Get AI summaries of any video or article — Sign up free
Introducing GPT-5 thumbnail

Introducing GPT-5

OpenAI·
6 min read

Based on OpenAI's video on YouTube. If you like this content, support the original creators by watching, liking and subscribing to their content.

TL;DR

GPT-5 is positioned as a major upgrade over GPT-4o, designed to deliver deeper reasoning automatically without forcing users to choose between speed and thoughtfulness.

Briefing

OpenAI is rolling out GPT-5 as a major step up from GPT-4o, positioning it as a “PhD-level” expert that can think only as much as needed—without forcing users to choose between fast responses and slower reasoning modes. The pitch centers on a single practical promise: GPT-5 should feel more useful, smarter, and faster than prior models, while also being more reliable for real tasks where hallucinations and factual slips can derail decisions.

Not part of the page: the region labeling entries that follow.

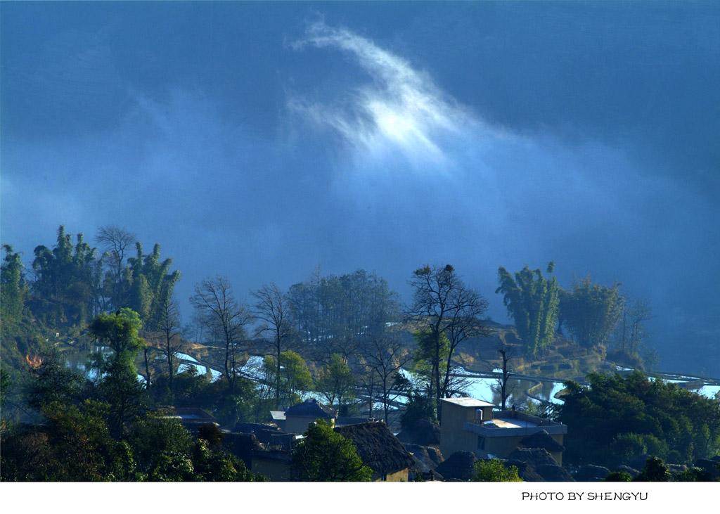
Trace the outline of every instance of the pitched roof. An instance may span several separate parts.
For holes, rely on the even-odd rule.
[[[374,472],[395,472],[416,465],[415,459],[384,421],[346,425],[336,427],[335,431],[352,440],[360,459]]]
[[[548,451],[564,451],[565,447],[550,437],[547,430],[541,430],[528,436],[520,442],[526,448],[542,448]]]
[[[286,410],[286,418],[287,416],[330,419],[335,418],[335,411],[322,403],[318,403],[317,400],[308,400],[302,403],[293,405]]]

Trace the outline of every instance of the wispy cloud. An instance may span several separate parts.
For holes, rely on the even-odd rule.
[[[371,80],[330,104],[293,96],[288,102],[292,110],[337,131],[357,152],[357,160],[382,161],[399,153],[415,172],[442,173],[454,168],[446,142],[477,120],[427,73],[369,40],[322,22],[311,24],[292,45],[308,46],[346,53]]]

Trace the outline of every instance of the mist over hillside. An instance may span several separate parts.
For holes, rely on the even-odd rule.
[[[658,369],[720,376],[720,7],[4,3],[1,234],[162,245],[188,299],[318,266],[403,299],[556,263],[650,300]]]

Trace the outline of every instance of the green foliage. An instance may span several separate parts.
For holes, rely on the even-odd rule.
[[[162,299],[172,296],[180,280],[180,271],[170,271],[173,260],[160,261],[160,245],[156,243],[149,254],[143,253],[143,245],[135,243],[137,254],[127,259],[130,282],[130,307],[140,315],[148,328],[159,325]]]
[[[340,276],[315,274],[292,286],[287,301],[305,345],[323,359],[338,353],[345,360],[360,341],[381,337],[386,323],[397,320],[400,305],[384,279],[363,269]]]
[[[80,402],[83,378],[65,366],[57,352],[50,352],[37,367],[30,370],[27,405],[41,410],[45,405],[69,405]]]
[[[32,268],[37,278],[33,287],[44,303],[42,317],[49,324],[81,325],[99,310],[102,261],[82,234],[76,239],[73,247],[72,235],[60,225],[52,249],[41,245],[34,251]]]
[[[593,284],[590,276],[572,282],[560,295],[560,310],[573,340],[585,348],[605,344],[622,312],[620,284]]]
[[[201,439],[207,441],[207,444],[211,447],[220,446],[222,444],[225,435],[222,431],[217,428],[217,425],[207,423],[203,425],[198,429],[197,436]]]
[[[405,404],[405,410],[400,415],[400,425],[402,428],[407,428],[415,421],[420,420],[438,423],[436,405],[431,397],[417,391],[410,391]]]
[[[410,315],[429,334],[423,357],[430,368],[431,394],[439,408],[441,398],[457,392],[457,369],[452,362],[455,348],[469,338],[489,333],[481,320],[487,301],[467,287],[450,264],[419,268],[410,284],[413,289]]]
[[[0,266],[0,319],[3,324],[20,323],[27,286],[23,276],[20,254],[9,245],[3,245],[5,257]]]
[[[193,450],[194,479],[199,482],[261,481],[245,466],[243,461],[224,450],[212,450],[200,440]]]
[[[192,460],[185,454],[163,451],[148,472],[148,482],[192,482],[194,478]]]
[[[611,472],[603,482],[632,482],[632,476],[627,472]]]
[[[523,482],[516,466],[505,467],[499,459],[475,461],[473,482]]]
[[[12,385],[10,374],[4,368],[0,368],[0,408],[5,408],[7,405],[7,390]]]
[[[720,419],[711,400],[675,384],[592,374],[590,385],[567,382],[559,418],[570,427],[564,459],[614,467],[644,454],[690,464],[720,449]]]
[[[42,425],[16,427],[1,441],[0,472],[7,481],[132,479],[135,464],[127,447],[110,436],[107,406],[46,403]]]
[[[552,273],[554,263],[547,266]],[[555,321],[559,304],[559,287],[555,277],[546,279],[539,269],[526,266],[515,277],[503,266],[498,270],[500,287],[508,313],[515,320],[518,334],[531,355],[544,348],[554,337]]]
[[[670,482],[670,468],[660,457],[652,456],[645,461],[645,467],[642,469],[633,482]]]
[[[299,354],[292,351],[280,354],[279,379],[276,374],[278,366],[275,357],[266,356],[263,369],[269,384],[279,384],[280,402],[283,405],[292,405],[301,401],[302,395],[312,389],[312,376],[307,364]]]
[[[133,364],[145,341],[138,336],[142,326],[135,311],[123,308],[114,314],[100,314],[90,323],[90,333],[114,352],[112,361],[135,370]]]
[[[718,464],[720,469],[720,464]],[[672,475],[672,482],[720,482],[720,479],[713,478],[713,474],[706,469],[691,467],[684,472]]]
[[[318,420],[305,433],[292,456],[295,477],[302,482],[369,482],[372,470],[358,456],[355,445]]]

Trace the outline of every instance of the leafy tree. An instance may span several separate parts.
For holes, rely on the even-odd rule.
[[[400,426],[407,428],[415,421],[420,420],[438,423],[435,401],[433,398],[423,394],[417,390],[410,390],[408,394],[408,401],[405,404],[405,410],[400,415]]]
[[[315,389],[323,394],[330,405],[336,404],[338,408],[343,406],[343,400],[354,397],[352,392],[355,385],[353,372],[348,364],[337,353],[333,353],[330,362],[318,373]]]
[[[295,447],[292,467],[302,482],[369,482],[372,470],[358,456],[355,445],[325,420],[310,425]]]
[[[552,273],[554,262],[547,265]],[[534,355],[544,348],[554,337],[557,318],[559,287],[555,277],[546,279],[539,269],[526,266],[513,276],[503,266],[498,270],[500,287],[495,293],[503,294],[508,313],[515,320],[518,334],[528,353]]]
[[[670,468],[660,457],[652,456],[645,461],[645,467],[642,469],[633,482],[670,482]]]
[[[91,322],[90,333],[98,341],[113,351],[112,360],[135,369],[135,358],[145,346],[138,336],[142,321],[138,313],[122,308],[114,314],[100,314]]]
[[[130,423],[127,441],[132,448],[138,471],[143,474],[158,468],[161,455],[164,463],[172,456],[190,458],[193,438],[179,420],[166,417],[164,411],[154,411],[138,417]],[[192,460],[192,459],[191,459]],[[163,464],[163,466],[165,464]]]
[[[22,425],[1,441],[3,480],[83,481],[133,479],[127,447],[111,437],[107,406],[53,401],[42,407],[42,425]]]
[[[517,466],[505,467],[499,459],[477,460],[474,466],[473,482],[523,482],[518,475]]]
[[[487,302],[467,288],[449,264],[416,269],[410,284],[414,291],[409,315],[428,333],[422,351],[430,365],[439,413],[440,399],[451,394],[455,348],[466,339],[489,333],[480,319]]]
[[[27,286],[20,253],[3,245],[5,257],[0,266],[0,317],[3,324],[18,323],[27,298]]]
[[[96,258],[96,248],[84,242],[81,233],[73,247],[72,235],[60,225],[55,247],[50,250],[41,245],[34,253],[37,279],[33,286],[46,305],[44,317],[48,322],[83,324],[99,312],[102,264]]]
[[[568,382],[558,417],[572,430],[564,460],[614,467],[639,452],[690,464],[720,449],[716,402],[675,384],[591,374],[588,387]]]
[[[248,470],[243,461],[224,450],[212,449],[202,439],[194,445],[192,464],[194,477],[198,482],[261,481]]]
[[[38,411],[50,403],[78,405],[83,400],[83,378],[68,368],[57,352],[51,351],[40,366],[31,367],[27,405]]]
[[[573,340],[585,348],[605,344],[621,315],[620,284],[593,284],[590,276],[572,282],[563,292],[560,310]]]
[[[113,353],[106,358],[95,354],[94,364],[99,373],[99,391],[109,404],[111,433],[122,439],[127,424],[145,405],[145,387],[138,381],[135,359],[145,341],[138,336],[142,322],[135,311],[123,308],[114,315],[101,314],[90,324],[90,332]]]
[[[160,319],[160,305],[163,298],[172,296],[175,285],[180,280],[180,271],[171,272],[173,260],[160,261],[160,245],[156,243],[153,251],[143,253],[143,245],[135,243],[136,255],[127,258],[130,281],[130,307],[140,315],[145,326],[153,330]]]
[[[611,472],[603,482],[632,482],[632,476],[627,472]]]

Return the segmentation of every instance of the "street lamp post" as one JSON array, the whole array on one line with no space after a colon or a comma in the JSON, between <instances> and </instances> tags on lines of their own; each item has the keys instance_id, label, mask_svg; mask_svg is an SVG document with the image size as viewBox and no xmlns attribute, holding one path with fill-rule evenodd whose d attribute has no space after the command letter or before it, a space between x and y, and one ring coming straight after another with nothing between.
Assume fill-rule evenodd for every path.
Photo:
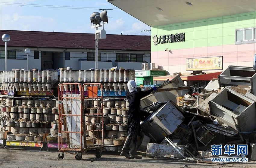
<instances>
[{"instance_id":1,"label":"street lamp post","mask_svg":"<svg viewBox=\"0 0 256 168\"><path fill-rule=\"evenodd\" d=\"M10 35L8 34L5 34L2 36L2 40L5 43L5 71L6 71L6 59L7 55L7 42L10 41L11 37Z\"/></svg>"},{"instance_id":2,"label":"street lamp post","mask_svg":"<svg viewBox=\"0 0 256 168\"><path fill-rule=\"evenodd\" d=\"M28 54L30 53L30 50L29 49L29 48L26 48L24 51L25 52L25 53L27 54L27 70L28 70Z\"/></svg>"},{"instance_id":3,"label":"street lamp post","mask_svg":"<svg viewBox=\"0 0 256 168\"><path fill-rule=\"evenodd\" d=\"M100 24L101 21L108 23L108 15L106 11L103 11L100 14L95 12L92 13L90 17L91 27L95 27L95 69L98 68L98 43L99 39L103 39L107 38L106 30L98 30L98 28L102 26ZM92 23L94 26L92 26Z\"/></svg>"}]
</instances>

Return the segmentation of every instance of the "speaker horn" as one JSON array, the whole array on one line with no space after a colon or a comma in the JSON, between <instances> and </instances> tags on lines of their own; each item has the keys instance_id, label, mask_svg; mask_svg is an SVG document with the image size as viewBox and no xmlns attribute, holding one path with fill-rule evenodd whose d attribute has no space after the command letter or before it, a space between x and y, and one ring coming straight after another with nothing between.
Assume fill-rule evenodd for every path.
<instances>
[{"instance_id":1,"label":"speaker horn","mask_svg":"<svg viewBox=\"0 0 256 168\"><path fill-rule=\"evenodd\" d=\"M99 24L99 20L96 19L96 16L99 15L100 13L98 12L93 12L91 15L90 17L90 20L91 20L91 26L92 26L92 23L94 24Z\"/></svg>"},{"instance_id":2,"label":"speaker horn","mask_svg":"<svg viewBox=\"0 0 256 168\"><path fill-rule=\"evenodd\" d=\"M103 11L100 14L95 16L96 19L99 20L99 22L100 23L101 21L108 23L108 15L107 14L107 11Z\"/></svg>"},{"instance_id":3,"label":"speaker horn","mask_svg":"<svg viewBox=\"0 0 256 168\"><path fill-rule=\"evenodd\" d=\"M107 11L103 11L100 14L101 19L102 22L106 22L108 23L108 14L107 14Z\"/></svg>"}]
</instances>

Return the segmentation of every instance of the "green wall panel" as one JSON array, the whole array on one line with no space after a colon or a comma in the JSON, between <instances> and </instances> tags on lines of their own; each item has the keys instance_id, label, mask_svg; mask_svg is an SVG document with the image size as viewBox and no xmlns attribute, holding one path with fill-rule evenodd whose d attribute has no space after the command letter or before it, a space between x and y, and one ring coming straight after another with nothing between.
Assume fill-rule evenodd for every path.
<instances>
[{"instance_id":1,"label":"green wall panel","mask_svg":"<svg viewBox=\"0 0 256 168\"><path fill-rule=\"evenodd\" d=\"M222 20L208 21L208 29L222 28Z\"/></svg>"},{"instance_id":2,"label":"green wall panel","mask_svg":"<svg viewBox=\"0 0 256 168\"><path fill-rule=\"evenodd\" d=\"M151 29L151 51L234 44L236 29L255 26L256 11L155 27ZM185 34L184 42L156 46L152 42L155 34L159 36L183 32Z\"/></svg>"},{"instance_id":3,"label":"green wall panel","mask_svg":"<svg viewBox=\"0 0 256 168\"><path fill-rule=\"evenodd\" d=\"M178 25L174 26L170 26L169 27L169 31L170 34L176 34L181 33L180 29L181 28L181 25ZM178 31L179 32L177 32Z\"/></svg>"},{"instance_id":4,"label":"green wall panel","mask_svg":"<svg viewBox=\"0 0 256 168\"><path fill-rule=\"evenodd\" d=\"M230 17L237 17L238 16L238 14L233 14L232 15L227 15L227 16L224 16L222 17L222 18L223 19L226 19L226 18L229 18Z\"/></svg>"},{"instance_id":5,"label":"green wall panel","mask_svg":"<svg viewBox=\"0 0 256 168\"><path fill-rule=\"evenodd\" d=\"M244 24L243 25L239 25L237 26L237 28L240 29L240 28L247 28L248 27L254 27L255 26L255 24Z\"/></svg>"},{"instance_id":6,"label":"green wall panel","mask_svg":"<svg viewBox=\"0 0 256 168\"><path fill-rule=\"evenodd\" d=\"M194 40L194 47L207 47L208 43L208 39L195 39Z\"/></svg>"},{"instance_id":7,"label":"green wall panel","mask_svg":"<svg viewBox=\"0 0 256 168\"><path fill-rule=\"evenodd\" d=\"M194 31L189 32L188 32L185 31L183 31L183 32L185 33L185 42L186 42L186 41L187 40L194 40Z\"/></svg>"},{"instance_id":8,"label":"green wall panel","mask_svg":"<svg viewBox=\"0 0 256 168\"><path fill-rule=\"evenodd\" d=\"M251 15L251 14L253 15L253 14L255 14L254 12L248 12L247 13L242 13L242 14L238 14L238 16L239 17L239 16L246 16L246 15Z\"/></svg>"},{"instance_id":9,"label":"green wall panel","mask_svg":"<svg viewBox=\"0 0 256 168\"><path fill-rule=\"evenodd\" d=\"M221 45L222 45L222 37L218 37L208 39L208 46Z\"/></svg>"},{"instance_id":10,"label":"green wall panel","mask_svg":"<svg viewBox=\"0 0 256 168\"><path fill-rule=\"evenodd\" d=\"M194 48L194 40L185 40L181 43L182 48Z\"/></svg>"},{"instance_id":11,"label":"green wall panel","mask_svg":"<svg viewBox=\"0 0 256 168\"><path fill-rule=\"evenodd\" d=\"M222 37L222 45L235 44L235 36L227 36Z\"/></svg>"},{"instance_id":12,"label":"green wall panel","mask_svg":"<svg viewBox=\"0 0 256 168\"><path fill-rule=\"evenodd\" d=\"M208 30L208 38L222 36L222 28L214 29Z\"/></svg>"},{"instance_id":13,"label":"green wall panel","mask_svg":"<svg viewBox=\"0 0 256 168\"><path fill-rule=\"evenodd\" d=\"M183 32L194 32L194 23L182 25L181 30Z\"/></svg>"},{"instance_id":14,"label":"green wall panel","mask_svg":"<svg viewBox=\"0 0 256 168\"><path fill-rule=\"evenodd\" d=\"M234 38L235 32L234 30L237 28L236 26L232 26L227 27L223 27L222 29L222 33L223 37L227 36L233 36Z\"/></svg>"},{"instance_id":15,"label":"green wall panel","mask_svg":"<svg viewBox=\"0 0 256 168\"><path fill-rule=\"evenodd\" d=\"M254 24L255 14L238 17L238 25Z\"/></svg>"},{"instance_id":16,"label":"green wall panel","mask_svg":"<svg viewBox=\"0 0 256 168\"><path fill-rule=\"evenodd\" d=\"M223 19L223 27L237 26L238 18L237 17Z\"/></svg>"},{"instance_id":17,"label":"green wall panel","mask_svg":"<svg viewBox=\"0 0 256 168\"><path fill-rule=\"evenodd\" d=\"M201 31L195 31L194 34L194 39L195 39L207 38L208 37L208 30L204 30Z\"/></svg>"}]
</instances>

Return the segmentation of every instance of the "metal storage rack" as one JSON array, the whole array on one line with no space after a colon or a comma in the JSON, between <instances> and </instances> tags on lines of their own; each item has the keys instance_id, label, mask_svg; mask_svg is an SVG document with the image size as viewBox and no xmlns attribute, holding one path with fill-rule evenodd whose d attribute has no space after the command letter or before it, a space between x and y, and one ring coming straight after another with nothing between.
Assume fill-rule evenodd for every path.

The rollout is framed around reasoning as a core capability. OpenAI describes a shift from earlier trade-offs—standard models that respond quickly versus reasoning models that take more time to produce deeper answers. GPT-5 is designed to eliminate that choice by automatically allocating the right amount of “thinking” to the problem. In demos, that shows up as instant answers for straightforward questions, but a noticeable pause when the task requires building something complex, like generating a physics visualization. In one example, GPT-5 explains the Bernoulli Effect immediately, then takes time to generate a moving SVG demo in Canvas when asked to illustrate how pressure changes with airflow.

Coding is treated as the flagship use case. OpenAI claims GPT-5 is its best coding model yet and highlights performance on multiple benchmarks, including SWEBench for real software engineering tasks, Aider Polyglot for multi-language coding, MMMU for visual reasoning, and AIME 2025 for mathematical reasoning. Beyond raw scores, the emphasis is on reliability: OpenAI says it prioritized reducing hallucinations and factual errors, including on open-ended and complex questions, and reports improved performance on health-related queries.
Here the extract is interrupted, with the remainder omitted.